The only other time I can remember being fired was for making too much money as a waiter. The other wait staff complained constantly, and I really didn't care to give crappy service like they did.


----------



## jarvis design (May 6, 2008)

My best story happened just under a year ago. I had been dropping my daughter off at her bus stop and got to know another dad who was working at a factory until he got laid off. I needed some help on a job and hired him. First couple of days were great - good worker, always keeping things clean...then comes the third day. My electrician came on the third day start roughing in and my new helper tells me at about 10:00 that he forgot to tell me about a doctors appointment he had to go to that afternoon. My electrician leaves around lunch, followed by my new guy shortly after. I then get a call at about 4:00 from my electrician asking how well I knew this "new" guy as he was missing a Visa Card from his truck.

Long story short, the A-hole stole a Visa and went and spent $3200.00 that afternoon.

Ended up I didn't have to fire him, I think he got the message not to ever show his face after the cops paid him a visit!


----------



## BuiltByMAC (Mar 11, 2006)

Must'a made for interesting conversations at the bus stop after that!

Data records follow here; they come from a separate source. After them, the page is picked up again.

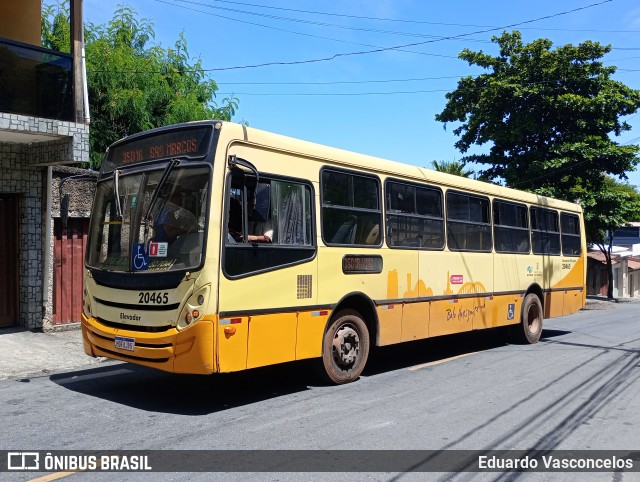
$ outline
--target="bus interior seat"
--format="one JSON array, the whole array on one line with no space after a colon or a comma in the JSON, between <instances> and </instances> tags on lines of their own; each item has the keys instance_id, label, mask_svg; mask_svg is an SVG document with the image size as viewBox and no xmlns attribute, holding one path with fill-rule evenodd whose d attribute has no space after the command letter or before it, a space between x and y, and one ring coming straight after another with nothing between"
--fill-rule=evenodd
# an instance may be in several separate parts
<instances>
[{"instance_id":1,"label":"bus interior seat","mask_svg":"<svg viewBox=\"0 0 640 482\"><path fill-rule=\"evenodd\" d=\"M367 238L365 239L364 244L378 244L379 237L380 237L380 225L375 224L373 228L371 228L371 231L369 231L369 234L367 235Z\"/></svg>"},{"instance_id":2,"label":"bus interior seat","mask_svg":"<svg viewBox=\"0 0 640 482\"><path fill-rule=\"evenodd\" d=\"M264 222L269 219L269 209L271 207L271 184L259 183L256 186L255 209L251 215L251 220Z\"/></svg>"},{"instance_id":3,"label":"bus interior seat","mask_svg":"<svg viewBox=\"0 0 640 482\"><path fill-rule=\"evenodd\" d=\"M176 258L176 263L189 266L200 264L204 233L188 233L176 239L167 250L167 257Z\"/></svg>"},{"instance_id":4,"label":"bus interior seat","mask_svg":"<svg viewBox=\"0 0 640 482\"><path fill-rule=\"evenodd\" d=\"M356 228L358 224L355 219L350 219L340 225L336 234L331 238L332 243L353 244L356 239Z\"/></svg>"}]
</instances>

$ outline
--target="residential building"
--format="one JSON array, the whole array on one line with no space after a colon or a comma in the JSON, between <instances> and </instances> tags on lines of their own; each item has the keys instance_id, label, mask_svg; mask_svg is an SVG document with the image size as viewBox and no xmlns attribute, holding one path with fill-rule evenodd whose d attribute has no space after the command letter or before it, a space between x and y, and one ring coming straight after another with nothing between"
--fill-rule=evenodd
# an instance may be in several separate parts
<instances>
[{"instance_id":1,"label":"residential building","mask_svg":"<svg viewBox=\"0 0 640 482\"><path fill-rule=\"evenodd\" d=\"M41 46L40 0L0 2L0 327L54 324L51 180L55 166L89 160L82 0L70 7L66 54Z\"/></svg>"}]
</instances>

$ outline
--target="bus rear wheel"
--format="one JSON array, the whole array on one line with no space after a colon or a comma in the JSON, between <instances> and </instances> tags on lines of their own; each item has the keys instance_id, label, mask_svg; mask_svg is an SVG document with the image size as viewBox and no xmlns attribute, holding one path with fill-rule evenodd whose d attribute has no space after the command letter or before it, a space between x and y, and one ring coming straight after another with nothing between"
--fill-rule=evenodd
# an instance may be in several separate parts
<instances>
[{"instance_id":1,"label":"bus rear wheel","mask_svg":"<svg viewBox=\"0 0 640 482\"><path fill-rule=\"evenodd\" d=\"M537 343L542 335L542 303L534 293L529 293L522 302L520 323L511 327L514 341L524 344Z\"/></svg>"},{"instance_id":2,"label":"bus rear wheel","mask_svg":"<svg viewBox=\"0 0 640 482\"><path fill-rule=\"evenodd\" d=\"M356 380L369 357L369 330L357 311L340 311L322 340L321 375L341 384Z\"/></svg>"}]
</instances>

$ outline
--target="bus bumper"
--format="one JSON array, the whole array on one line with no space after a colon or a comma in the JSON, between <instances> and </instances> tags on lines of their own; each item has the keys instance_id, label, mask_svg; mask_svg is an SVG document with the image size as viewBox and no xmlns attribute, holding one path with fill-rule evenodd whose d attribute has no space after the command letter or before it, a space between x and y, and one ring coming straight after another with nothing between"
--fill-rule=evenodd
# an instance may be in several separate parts
<instances>
[{"instance_id":1,"label":"bus bumper","mask_svg":"<svg viewBox=\"0 0 640 482\"><path fill-rule=\"evenodd\" d=\"M93 357L106 357L173 373L210 374L216 371L213 356L214 322L203 319L184 330L172 328L149 333L101 324L82 315L84 351ZM135 340L135 348L115 347L115 338Z\"/></svg>"}]
</instances>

Sorry, Forry, I have no good stories for ya! Haven't spent that much time as either an employee or employer...

I vote Tscarborough's as the best one so far!

Mac


----------



## Winchester (Jun 29, 2008)

I got fired once. My first job at McDonald's in Grade 10. Didn't care about the job and they could tell. Eventually they just asked "Do you care about your job at all?" When I gave them my honest answer they said that I should quit or they'd fire me. I just had the job to afford to play soccer. I was on 3 teams during summer and 2 in winter/fall.

Every other job after that I moved up very quickly and my bosses all tried very hard to keep me, but I changed jobs almost yearly until I started on my own near the beginning of '08.


----------



## CF Construction (Nov 16, 2008)

I've never been fired from my previous jobs. I'm fairly new to the construction industry (only 2 years) so I have no past experiences with previous employers in the construction industry.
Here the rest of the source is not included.